La de los sueños es una de las islas más frecuentadas. Allí
se levantan y desmoronan como castillos de naipes transparentes y multicolores
infinidad de pretendidas vidas, anheladas ilusiones e insatisfacciones;
escaparates y espejos en donde se reflejan las ansias y angustias de todas las
edades. Ciudades enteras, países. El mundo todo de ese momento.
En sus avenidas circulan brillantes automóviles a gran
velocidad, y se esfuman en el aire como una visión. Se arman y desarman escenas
de amor, de logros y éxitos. De una euforia vibrante y contagiosa. Se ven a la
distancia hogares de los que nos llega un aroma a especias y verduras rehogadas
que despiertan el apetito. Y Se oye un rumor de voces apacibles que invitan a
sobremesas con un prometedor café y una porción de tarta recién horneada. Y melodías
nunca oídas que se renuevan constantemente. Hasta los demonios pierden la mueca
de malicia y observan fascinados el paisaje como niños dentro de un fulgurante
parque de diversiones.
Allí nos cruzamos con quienes nunca nos amaron y nos guiñan
el ojo sugestivamente. Y a los que nos odiaron con un gesto de disculpas. Y a
muchos criminales exhibidos en pelotas ante una muchedumbre jocosa. A
represores encarcelados en prisiones inenarrables. A dictadores fusilados una y
otra vez hasta el infinito.
Encontramos a aquellos muertos felizmente sanos y
sonrientes, acercándose con ansia para contarnos lo maravilloso de la vida. Y a
vivos despreocupados de la certeza de la muerte.
Como en un multicine se proyectan en incontables salas al
aire libre, películas en las cuales somos los actores protagónicos. Y solo en
cada una se nos iría la existencia contemplado las historias tan laboriosamente
escritas por la imaginería febril del niño y el adolescente, y del adulto
después, con algo más de barroquismo.
Deambulamos entre las pantallas y la misma realidad de
fantásticos relieves hasta sentir en los labios los besos que una vez añoramos.

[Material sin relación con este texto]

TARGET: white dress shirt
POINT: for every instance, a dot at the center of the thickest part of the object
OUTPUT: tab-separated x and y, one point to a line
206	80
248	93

La brisa tenue de tanto en tanto nos nombra con una vocecita irreconocible pero
familiar, llena de ternura.
Miramos a la gente ir y venir de sus trabajos con una
actitud alegre. Esperanzada.
Y los barrios mutan su fisonomía según nos acercamos, las
casas lejanas dejan de ser simple arquitectura y se convierten en los hogares
diseñados por el deseo. O la desesperación.
Es tan subyugante aquel ambiente que podríamos quedar
atrapados para siempre, con nuestros demonios. Alguno de ellos suele ser el que
nos rescata, ya sea por aburrimiento, o para fastidiarnos.
A veces cuando despertamos en medio de la noche, agitados y
empapados de sudor, en verdad no es sudor, son los vestigios de ese mar que
atravesamos, frenéticamente, de regreso de una de las islas.